Quelle ne fut pas leur surprise lorsque, le jeudi suivant, ce même salon les a recontactés pour leur apprendre qu’ils n’avaient toujours pas été en mesure de récupérer le corps de Gaétan Hébert.

« On me dit : “Ça fait deux jours qu’on essaie d’avoir les papiers, mais ils ne sont pas prêts”, s’exclame M. Roch. C’est vraiment incroyable. On avait des choses à discuter avec la famille à Gaétan à savoir si on l’exposait, on voulait prendre les dispositions ensemble. »

Un registre informatisé

Durant la pandémie, Québec a élargi l’utilisation du Système d’information des évènements démographiques (SIED), un registre informatisé dans lequel sont versés tous les bulletins de décès maintenant remplis de manière électronique.

« Une entreprise funéraire ne peut exposer, embaumer ou même prendre en charge une dépouille si ce fameux bulletin n’est pas attribué à l’entreprise funéraire dans le système informatique », confirme la directrice générale de la Corporation des thanatologues du Québec, Annie Saint-Pierre, qui représente quelque 500 professionnels du domaine funéraire.

Récupérer un corps sans un mandat de la famille et le bulletin de décès du défunt est même illégal en vertu de la Loi sur les activités funéraires, ajoute-t-elle.
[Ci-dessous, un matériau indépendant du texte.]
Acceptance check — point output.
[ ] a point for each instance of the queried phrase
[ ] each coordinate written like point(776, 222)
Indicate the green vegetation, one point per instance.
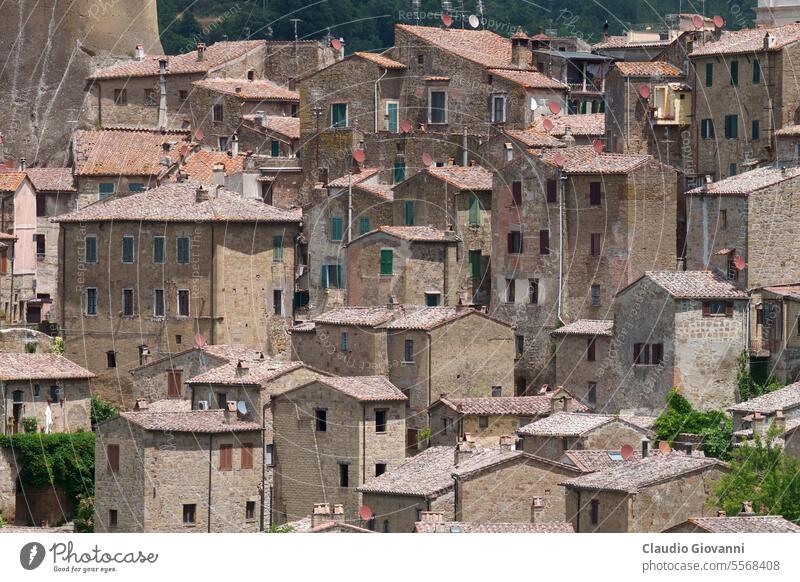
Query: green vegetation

Ce système informatique ayant « facilité et accéléré les démarches de libération des dépouilles », un délai de quatre jours pour transmettre un bulletin de décès est « inacceptable », juge Annie Saint-Pierre.

Je ne la comprends pas, c’est la première fois que j’entends ça depuis un an et demi, une affaire comme ça, parce que [le SIED] a justement permis d’éviter que des médecins partent en vacances sans avoir signé le bulletin de décès, ce qui était fréquent auparavant.

Annie Saint-Pierre, directrice générale de la Corporation des thanatologues du Québec

Malgré deux appels au service des plaintes du CISSS de la Montérégie-Ouest, dont relève Anna-Laberge, le bulletin de décès de Gaétan Hébert n’a finalement été transmis à sa famille que vendredi.

Et ce, après l’intervention du bureau de la députée de Châteauguay, Marie-Belle Gendron, précise Stéphane Roch.

Trop tard pour être exposé ?

Vendredi, le CISSS de la Montérégie-Ouest a confirmé qu’il y avait bel et bien eu « un délai entre le décès et la signature du bulletin de décès », sans préciser à quoi cela était dû.

« Il s’agit d’un évènement inhabituel et le CISSS de la Montérégie-Ouest est préoccupé par la situation. Une enquête interne est en cours afin de déterminer ce qui a occasionné le tout », explique sa direction des communications et des affaires publiques.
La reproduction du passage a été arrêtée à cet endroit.